When this was first running as a KT88 indeed I was using the EF86 as a pentode and the KT88's ultra-linear with negative feedback....I spent a lot of time screwing around with the circuit and arrived at what you see. This was ~15 years ago when I first started playing with tubes. I didn't measure anything and just went with what sounded better to me. It will be fun to play around with the circuit now and see where I end up. As you can see I have a lot of options to try with my current tubes and transformers.

Thanks for the input.
Hey... if you are building the rig as a "testbed for 15 years of ideas", then before you get too far in punching holes in sheet metal, consider putting in a few "substitution sockets"!

For instance, the front-end tube ... could have another socket that would accept the 12ax/au/bz7 family. The phase splitter, similarly could have 2 or 3 sockets ... wired up in advance for all the various kind of substitutes that fall within the 80:20 rule.

I'm sure someone here will yell, "but those unattached wires! Pickups of noise! bad Goat, bad!" ... actually its nowhere near as bad as many make out. There are a LOT of wires - leads to resistors, capacitors, between tubes, etc - inside every amplifier. Careful layout and using shielded wire both for grids and anode-side wiring saves the day.

I built something along this line, where every cathode-resistor was small-value pot and a series resistor (for safety, in case the wiper "wiped out" the pot's resistance); I also put a "driver pot" between the first and phase-splitting stages, so as to be able to raise front-end gain, but drop overall gain ... not to overdrive the outputs. [This is common now in "guitar amps"]. let's see ... I put switches in series with cathode capacitors (fast swap-in/out that way) ... and as I said, another exactly identical stage in front of your first stage.

Why exactly identical? ... think about it: if one stage, through the usual tubish nonlinearities, has a tendency to perk up the negative-signal excursions, but quash the positive-signal wiggles, then having another section that takes the inverted input and does the same thing in reverse ... gives better nonlinear symmetry overall. [And, if done carefully, eliminates the need for a phase splitter!]

Anyway, there are my "35 years of ideas"... well ... maybe 10% of 'em!

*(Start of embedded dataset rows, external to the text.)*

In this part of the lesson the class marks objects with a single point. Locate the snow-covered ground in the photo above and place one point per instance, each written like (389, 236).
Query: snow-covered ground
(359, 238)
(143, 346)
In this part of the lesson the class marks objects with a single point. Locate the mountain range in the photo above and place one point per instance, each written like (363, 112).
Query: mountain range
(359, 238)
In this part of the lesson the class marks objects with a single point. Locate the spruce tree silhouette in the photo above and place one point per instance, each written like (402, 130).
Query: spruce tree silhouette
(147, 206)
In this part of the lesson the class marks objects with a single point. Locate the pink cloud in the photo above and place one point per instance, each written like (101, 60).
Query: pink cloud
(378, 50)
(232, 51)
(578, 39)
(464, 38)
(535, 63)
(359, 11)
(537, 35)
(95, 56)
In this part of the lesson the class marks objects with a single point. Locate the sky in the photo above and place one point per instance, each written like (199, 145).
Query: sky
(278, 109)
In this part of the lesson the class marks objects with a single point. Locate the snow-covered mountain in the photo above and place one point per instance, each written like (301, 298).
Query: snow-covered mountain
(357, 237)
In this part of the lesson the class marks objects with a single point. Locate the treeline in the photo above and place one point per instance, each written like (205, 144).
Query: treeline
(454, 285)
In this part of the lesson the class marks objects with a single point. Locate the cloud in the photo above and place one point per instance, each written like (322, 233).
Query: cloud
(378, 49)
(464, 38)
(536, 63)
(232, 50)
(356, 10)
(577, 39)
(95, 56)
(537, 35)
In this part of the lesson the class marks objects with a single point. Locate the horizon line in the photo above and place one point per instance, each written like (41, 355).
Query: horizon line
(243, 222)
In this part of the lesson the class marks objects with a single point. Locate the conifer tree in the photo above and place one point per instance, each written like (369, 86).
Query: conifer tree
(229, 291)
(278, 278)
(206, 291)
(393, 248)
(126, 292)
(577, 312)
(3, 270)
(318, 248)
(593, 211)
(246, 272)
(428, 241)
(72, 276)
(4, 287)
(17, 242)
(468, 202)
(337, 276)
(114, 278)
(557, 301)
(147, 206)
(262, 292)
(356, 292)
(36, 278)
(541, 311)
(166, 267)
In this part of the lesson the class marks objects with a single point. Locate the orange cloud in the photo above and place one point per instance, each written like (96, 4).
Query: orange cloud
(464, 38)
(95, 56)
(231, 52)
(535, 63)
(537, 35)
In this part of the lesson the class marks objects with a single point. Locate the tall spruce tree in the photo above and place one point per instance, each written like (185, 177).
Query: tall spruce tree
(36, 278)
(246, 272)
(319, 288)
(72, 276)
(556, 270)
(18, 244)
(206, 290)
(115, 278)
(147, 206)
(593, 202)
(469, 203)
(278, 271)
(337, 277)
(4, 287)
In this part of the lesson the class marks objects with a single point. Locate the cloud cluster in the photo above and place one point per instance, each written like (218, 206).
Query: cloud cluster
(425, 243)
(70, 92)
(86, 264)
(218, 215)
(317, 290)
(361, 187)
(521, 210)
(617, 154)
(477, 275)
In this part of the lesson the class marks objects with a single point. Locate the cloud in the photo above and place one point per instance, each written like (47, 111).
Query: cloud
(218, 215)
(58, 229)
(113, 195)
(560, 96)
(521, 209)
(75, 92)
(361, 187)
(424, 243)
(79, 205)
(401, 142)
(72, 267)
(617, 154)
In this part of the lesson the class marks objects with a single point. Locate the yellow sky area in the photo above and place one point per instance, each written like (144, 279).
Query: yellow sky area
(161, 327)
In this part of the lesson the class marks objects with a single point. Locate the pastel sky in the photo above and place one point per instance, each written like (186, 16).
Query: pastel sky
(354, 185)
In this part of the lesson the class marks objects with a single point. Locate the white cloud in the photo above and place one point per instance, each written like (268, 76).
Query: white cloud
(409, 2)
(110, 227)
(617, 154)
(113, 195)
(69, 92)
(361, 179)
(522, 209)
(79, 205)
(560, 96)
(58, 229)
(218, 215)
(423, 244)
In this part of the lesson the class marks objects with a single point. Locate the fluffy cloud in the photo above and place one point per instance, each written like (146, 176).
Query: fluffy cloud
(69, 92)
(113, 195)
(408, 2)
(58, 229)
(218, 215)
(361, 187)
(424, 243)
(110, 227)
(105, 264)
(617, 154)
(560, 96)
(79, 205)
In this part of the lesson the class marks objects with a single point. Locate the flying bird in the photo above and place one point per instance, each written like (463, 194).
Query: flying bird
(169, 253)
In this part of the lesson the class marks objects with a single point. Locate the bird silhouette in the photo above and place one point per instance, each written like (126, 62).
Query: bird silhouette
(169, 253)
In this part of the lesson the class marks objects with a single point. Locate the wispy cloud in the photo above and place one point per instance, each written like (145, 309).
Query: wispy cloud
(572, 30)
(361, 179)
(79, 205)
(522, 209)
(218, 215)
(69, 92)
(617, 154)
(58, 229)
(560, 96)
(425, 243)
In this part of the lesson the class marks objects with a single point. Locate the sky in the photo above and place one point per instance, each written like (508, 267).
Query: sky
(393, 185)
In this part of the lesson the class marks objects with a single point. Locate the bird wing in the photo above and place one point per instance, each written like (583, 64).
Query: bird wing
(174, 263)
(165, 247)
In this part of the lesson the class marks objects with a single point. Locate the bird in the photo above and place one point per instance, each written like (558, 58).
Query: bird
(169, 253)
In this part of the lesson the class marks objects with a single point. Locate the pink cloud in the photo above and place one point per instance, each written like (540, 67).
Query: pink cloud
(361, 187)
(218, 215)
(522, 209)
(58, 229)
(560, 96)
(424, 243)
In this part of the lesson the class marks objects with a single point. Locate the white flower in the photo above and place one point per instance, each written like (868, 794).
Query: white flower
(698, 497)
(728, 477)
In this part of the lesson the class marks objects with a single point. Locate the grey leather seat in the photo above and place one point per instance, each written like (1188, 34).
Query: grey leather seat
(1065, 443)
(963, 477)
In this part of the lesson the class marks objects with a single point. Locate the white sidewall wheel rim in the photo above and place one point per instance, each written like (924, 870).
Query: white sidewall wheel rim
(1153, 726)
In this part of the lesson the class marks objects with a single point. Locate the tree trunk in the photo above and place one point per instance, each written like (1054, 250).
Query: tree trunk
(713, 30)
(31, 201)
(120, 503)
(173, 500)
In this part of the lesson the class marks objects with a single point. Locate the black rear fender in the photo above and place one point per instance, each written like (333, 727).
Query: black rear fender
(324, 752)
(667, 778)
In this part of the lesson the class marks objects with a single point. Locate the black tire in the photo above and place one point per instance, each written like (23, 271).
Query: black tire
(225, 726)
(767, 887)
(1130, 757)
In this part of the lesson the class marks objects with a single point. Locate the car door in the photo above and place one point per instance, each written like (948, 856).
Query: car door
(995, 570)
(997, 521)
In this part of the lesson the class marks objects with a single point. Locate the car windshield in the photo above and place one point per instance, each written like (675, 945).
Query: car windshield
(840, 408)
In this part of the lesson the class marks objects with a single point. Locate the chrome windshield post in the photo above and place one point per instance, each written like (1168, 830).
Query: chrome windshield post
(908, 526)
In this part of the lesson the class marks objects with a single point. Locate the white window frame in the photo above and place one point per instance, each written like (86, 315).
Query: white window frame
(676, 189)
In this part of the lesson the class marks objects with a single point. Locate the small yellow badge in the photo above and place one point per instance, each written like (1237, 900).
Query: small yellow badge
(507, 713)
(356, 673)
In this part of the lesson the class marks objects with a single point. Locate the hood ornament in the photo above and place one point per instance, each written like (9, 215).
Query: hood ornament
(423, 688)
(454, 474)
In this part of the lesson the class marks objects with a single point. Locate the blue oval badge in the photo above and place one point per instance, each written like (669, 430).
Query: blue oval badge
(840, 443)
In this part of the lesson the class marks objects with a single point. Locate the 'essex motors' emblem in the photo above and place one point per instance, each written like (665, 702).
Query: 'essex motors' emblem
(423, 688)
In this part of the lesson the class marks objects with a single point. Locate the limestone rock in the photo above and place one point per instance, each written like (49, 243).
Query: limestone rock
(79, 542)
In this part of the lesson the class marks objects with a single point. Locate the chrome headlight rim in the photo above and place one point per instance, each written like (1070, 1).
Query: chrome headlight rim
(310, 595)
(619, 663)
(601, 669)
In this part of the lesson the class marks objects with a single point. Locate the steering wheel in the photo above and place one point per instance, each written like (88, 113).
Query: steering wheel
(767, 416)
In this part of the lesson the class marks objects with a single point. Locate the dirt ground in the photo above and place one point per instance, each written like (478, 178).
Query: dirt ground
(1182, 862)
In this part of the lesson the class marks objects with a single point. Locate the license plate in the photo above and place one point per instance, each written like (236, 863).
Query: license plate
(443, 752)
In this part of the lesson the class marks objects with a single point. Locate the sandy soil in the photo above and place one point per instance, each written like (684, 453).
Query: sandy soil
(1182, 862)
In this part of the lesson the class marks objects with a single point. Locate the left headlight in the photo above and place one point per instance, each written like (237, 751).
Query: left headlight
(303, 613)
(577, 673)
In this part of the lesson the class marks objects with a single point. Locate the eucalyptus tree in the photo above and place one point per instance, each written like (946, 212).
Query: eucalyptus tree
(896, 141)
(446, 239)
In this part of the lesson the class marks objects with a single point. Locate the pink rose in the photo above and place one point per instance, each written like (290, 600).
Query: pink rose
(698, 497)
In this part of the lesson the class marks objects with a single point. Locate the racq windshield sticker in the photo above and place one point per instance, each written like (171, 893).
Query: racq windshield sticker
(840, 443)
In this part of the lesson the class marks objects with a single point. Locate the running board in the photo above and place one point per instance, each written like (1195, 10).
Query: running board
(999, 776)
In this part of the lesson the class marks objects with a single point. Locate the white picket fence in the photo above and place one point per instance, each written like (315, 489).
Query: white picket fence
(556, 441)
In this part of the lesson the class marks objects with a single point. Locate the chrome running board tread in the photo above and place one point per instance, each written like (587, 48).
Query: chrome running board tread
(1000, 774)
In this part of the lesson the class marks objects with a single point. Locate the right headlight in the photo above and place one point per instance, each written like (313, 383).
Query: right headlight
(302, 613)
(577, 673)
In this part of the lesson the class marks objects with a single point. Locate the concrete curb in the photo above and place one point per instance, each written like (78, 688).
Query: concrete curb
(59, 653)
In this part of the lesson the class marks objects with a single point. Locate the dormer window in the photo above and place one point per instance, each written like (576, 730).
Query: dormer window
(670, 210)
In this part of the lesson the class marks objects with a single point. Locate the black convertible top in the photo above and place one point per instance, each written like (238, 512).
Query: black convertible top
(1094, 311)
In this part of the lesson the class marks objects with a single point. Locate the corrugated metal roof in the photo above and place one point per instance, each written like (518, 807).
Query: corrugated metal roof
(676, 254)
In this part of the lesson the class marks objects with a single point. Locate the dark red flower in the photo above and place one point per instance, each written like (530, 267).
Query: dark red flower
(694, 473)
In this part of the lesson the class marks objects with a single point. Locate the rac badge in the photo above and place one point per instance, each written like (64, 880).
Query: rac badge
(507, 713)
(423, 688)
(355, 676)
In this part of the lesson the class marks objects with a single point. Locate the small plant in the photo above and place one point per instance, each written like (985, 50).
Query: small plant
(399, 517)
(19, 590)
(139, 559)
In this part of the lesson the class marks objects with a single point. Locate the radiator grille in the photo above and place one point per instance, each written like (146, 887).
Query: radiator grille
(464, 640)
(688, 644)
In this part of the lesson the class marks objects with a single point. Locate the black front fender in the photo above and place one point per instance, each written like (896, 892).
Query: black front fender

deriving B- bias from centertap dual-use winding

Even with a cap in series with the diode I could not get it to work. The problem is not where it is tapped off, the problem is the ground return.

I accept that. Voltage-multipliers are the height of "non-obvious how they work" devices. I could dig something up that DID work for me ... but unfortunately The Man now requires that I ... Get Back To Work.

Work work work.

I googled around for EF86-triode specs. Found the Klausmobile test for 6J32P wired as triode (Russian equivalent to EF86). Tube Tester Files - 6J33P (EF86)

It says the amplification factor is about 25 to 32. Let's say it's 25.

If you have a 1.5V rms input signal at the input, that's about a 2.1V peak input.

If the amp factor is 25, then the max output from the first (voltage amp) stage is about 50V peak.

That will be going through the cathodyne phase-splitter stage, which will have a gain of about 0.9, so that 50V gets chopped down to about 45V peak to the KT120-triode output stage.

Is that enough to drive KT120's to full power at the operating points you're running them? Or are you using a preamp with gain in front of this amp?



2011-01-28 2:52 am
triode connected KT 120's

Melb ;I will be interested how your testing goes with this amp.
Never seen triode connected 6550's/KT120's driven by only a triode voltage amp and Phase splitter. You need a push pull driver as well.
Will have very slow dull sound.
Take a look at this well designed KT88/6550 amp and it has an ultra linear output stage much easier to drive than triodes. Does your Out put transformer have ultra linear winding's? You may get better results using Ultra linear Or pentode. Dynaco used such a simple driver for Ultra linear KT88's as they are very easy to drive.